Kasrul meluruskan informasi yang berkembang mengenai pemalangan sekolah di Samasuru. Gubernur Maluku Hendrik Lewerissa tidak pernah mengeluarkan keputusan ataupun perintah untuk menutup atau memalang sekolah.
Berdasarkan informasi yang diterima Pemprov Maluku, aksi tersebut dilakukan oleh oknum yang mengaku sebagai pemilik lahan. Oknum itu keberatan dengan penggunaan lahannya untuk fasilitas pendidikan, padahal lahan tersebut sebelumnya telah diserahkan kepada Pemkab Maluku Tengah untuk kepentingan pelayanan publik.
Kasrul menjelaskan batas administrasi SBB dan Malteng telah ditetapkan melalui Peraturan Menteri Dalam Negeri (Permendagri) Nomor 29 Tahun 2010. Ketentuan ini diperkuat Berita Acara Kesepakatan Nomor 57/BA/III/X/2022 tertanggal 4 Oktober 2022 yang ditandatangani kedua pemerintah kabupaten.
"Persoalan yang dihadapi saat ini bukan mengenai penetapan kembali batas wilayah. Yang dilakukan adalah menata konsekuensi administratif dan aset berdasarkan batas wilayah yang secara hukum telah ditetapkan," kata Kasrul.
Ia memastikan proses penyesuaian data dan administrasi satuan pendidikan tidak diputuskan sendiri oleh Gubernur Maluku. Pemutakhiran data dilakukan melalui sistem data pendidikan nasional oleh Pusdatin Kementerian Pendidikan Dasar dan Menengah RI setelah melalui kajian dan koordinasi dengan kedua pemkab.

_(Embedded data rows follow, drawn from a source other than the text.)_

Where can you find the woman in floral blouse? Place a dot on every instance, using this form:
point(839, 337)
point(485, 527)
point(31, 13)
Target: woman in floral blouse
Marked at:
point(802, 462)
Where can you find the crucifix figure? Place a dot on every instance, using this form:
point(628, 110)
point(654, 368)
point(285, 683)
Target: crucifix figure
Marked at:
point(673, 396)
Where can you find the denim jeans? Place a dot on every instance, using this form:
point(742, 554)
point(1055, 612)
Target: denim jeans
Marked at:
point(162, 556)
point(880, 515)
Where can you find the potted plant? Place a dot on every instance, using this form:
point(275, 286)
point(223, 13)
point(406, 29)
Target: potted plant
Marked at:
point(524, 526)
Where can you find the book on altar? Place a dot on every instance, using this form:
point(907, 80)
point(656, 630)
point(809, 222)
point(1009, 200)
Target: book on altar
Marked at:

Pemprov Maluku juga telah berkoordinasi dengan Pemkab SBB untuk mencari langkah penyelesaian. Sekda SBB membentuk tim yang direncanakan turun ke lokasi pada Rabu (9/9) untuk mengetahui kondisi faktual di lapangan.

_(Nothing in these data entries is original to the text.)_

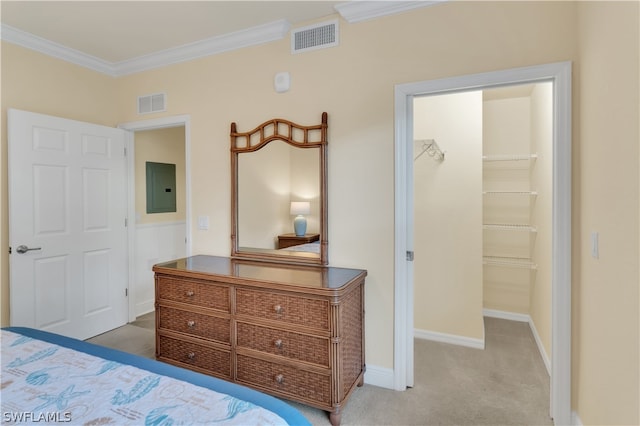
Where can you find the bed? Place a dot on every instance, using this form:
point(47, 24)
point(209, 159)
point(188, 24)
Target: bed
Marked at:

"Persoalan satuan pendidikan di Samasuru tidak berdiri sendiri. Ada aspek batas administrasi, aset, dan penataan pemerintahan yang harus dilihat secara utuh. Namun, yang paling penting adalah jangan sampai persoalan administratif mengganggu hak anak-anak untuk mendapatkan pendidikan," tutup Kasrul.